— Ннно, болячка сибирская… Ннно-о!
Вернулся на выселки поздно, свалил плуги.
— А у нас странничек, — сказали ему бабы. — Сподобил господь бог, ныне вот отчитывает нас, как жить всем надобно…
В самой большой избе — полно мужиков и баб. Притихли ребятишки. Слушают. А за столом, в свете керосиновой лампы, сидит верзила — под самую притолоку. Плечи — во, борода рыжая, а крест (мамоньки!) — хоть на могилу его ставь, такой большой.
Сидит странник и половником щи из миски наворачивает.
— Пострадал я, — говорит, — пострадал за народ святой. Потому и сам в святости ныне пребываю. Да и кости у меня зацынжали! А вы, бабы, не журитесь: по пятницам блудно жить можно. С мужиков своих спрос о том делайте… Это синодские не велят, а я разрешаю. Зло все на Руси от коммунаров да помещиков. Вы их жгите!

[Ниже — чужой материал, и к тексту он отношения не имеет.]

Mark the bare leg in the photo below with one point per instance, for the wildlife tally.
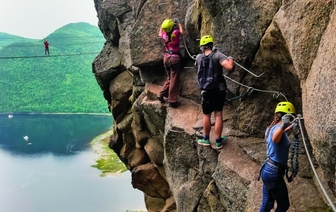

А я приду — еще и керосинцу вам подбавлю…
Увидел он Карпухина и вытянул к нему волосатую лапу.
— А ну, — сказал, — ты што за пазушкой утаил? Дай-кось сюды! Неча тебе одному радоваться…
Карпухин вынул анисовую, а бабушка Агафья подолом обтерла чашечку и поклонилась страннику:
— Выкушай, батюшко. Дело вечернее… Эка чашечка, с ручкой!
— Не надобно. У меня пропорция иная…
Приставил странничек бутыль к пасти и выкушал водку до самого донышка. Мужики понимающе заволновались. Бабы пригорюнились. Да тихо взвизгивали по углам малые дети, еще несмышленыши.
— А посуду пустую побереги, — сказал странник, показав всем бутылку. — Ее в лавку обратно сдать можно. Ежели десять таких косых сдашь — глядь, и опять сороковку купить можно… Вы это, мужики добрые, учитывайте! В хозяйстве пригодится…
— Документ… есть? — громко спросил Карпухин.
— А крест видел? — ответил странник, вглядываясь в темноту избы, наполненной вздохами и печалованиями. — Ты, шарпан худой, у кого справку пытаешь? У самого святого Евлогия! Да меня сам царь жалует. Губернаторы от страха при мне…
— Ты царевым именем нас не обстукивай! — смело выступил Карпухин. — Что ты есть за поджигатель такой? Эй, мужики, вяжите его… Гони мальца к становому — он рассудит твою святость!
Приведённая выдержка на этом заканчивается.